There are several assumptions involved in the scenario. For instance, Marilyn assumes that mainstreaming will benefit all children with disabilities. The truth may be that severe cases of disability might not benefit from the practice (Smart, 2002). This is because such students might require attendance by specialized teachers rather than regular teachers like Joan. Besides, Joan assumes that standardized tests are the only means of judging students’ achievement. On the contrary, there are several means of assessing a student’s achievement like task analysis and assessments based on individualized education programs (Pankajam, 2009. The assumption made by Warren is that Marilyn, being the expert in the education of children with disabilities, has a monopoly of knowledge about how to pursue the mainstreaming. The reality is that the education of learners with disabilities needs a multidisciplinary approach in order to identify the best approaches to serve the interests of the child (Lipsky & Gartner, 1996).

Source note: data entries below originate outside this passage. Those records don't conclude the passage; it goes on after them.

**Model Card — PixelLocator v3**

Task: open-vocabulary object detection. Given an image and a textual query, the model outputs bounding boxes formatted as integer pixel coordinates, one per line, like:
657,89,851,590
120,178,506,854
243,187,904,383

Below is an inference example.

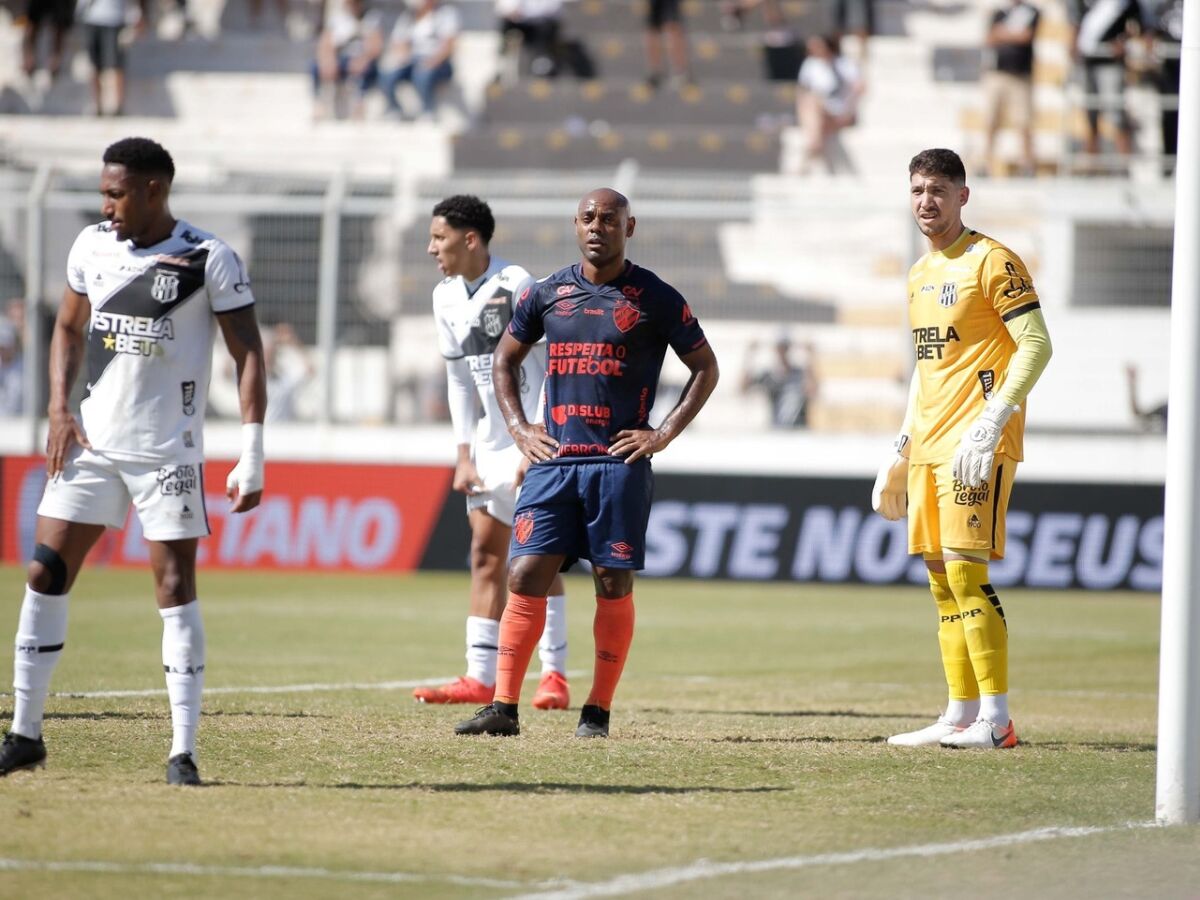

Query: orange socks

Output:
583,594,634,709
496,594,549,704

Main problems in the scenario involve pursuing mainstreaming while, at the same time, meeting the individual needs of a learner with a disability. These are problems faced by many institutions adopting mainstreaming. If there is no care in adopting the mainstreaming, there is the danger that a student with disabilities “might seem misplaced, ignored and left to suffer” (Hall, Healey & Harrison, 2002). This normally happens when there is no holistic approach to mainstreaming. Just like in the current case, the regular education teacher and the teacher of students with disabilities are likely to collide on the best course of the student with disabilities. In addition, fellow students might see the student with disabilities as a bother, misplaced and helpless (Farrell, 2009). “Children might tend to sympathize with such a student instead of empathizing” (Smart, 2002).
Possible solutions to the current scenario include the principal’s decision to engage the conflicting parties in a strategic discussion. The two parties will get a chance to allay their fears and come up with amicable solutions. Besides, as already noted, there should be a holistic approach to mainstreaming. Such an approach would include training of regular education teachers on the education of children with disabilities and creation of awareness on the advantages of mainstreaming. There is also need to create awareness on the significance of individualized education programs in the education of learners with disabilities (Farrell, 2009).
Educators should pursue mainstreaming with caution. There should be a holistic approach involving teacher training and awareness creation on the education of learners with disabilities. Besides, educators should shun education approaches that might negatively affect learners. Lastly, mainstreaming is a worthy goal to realize the full development of the child with disabilities.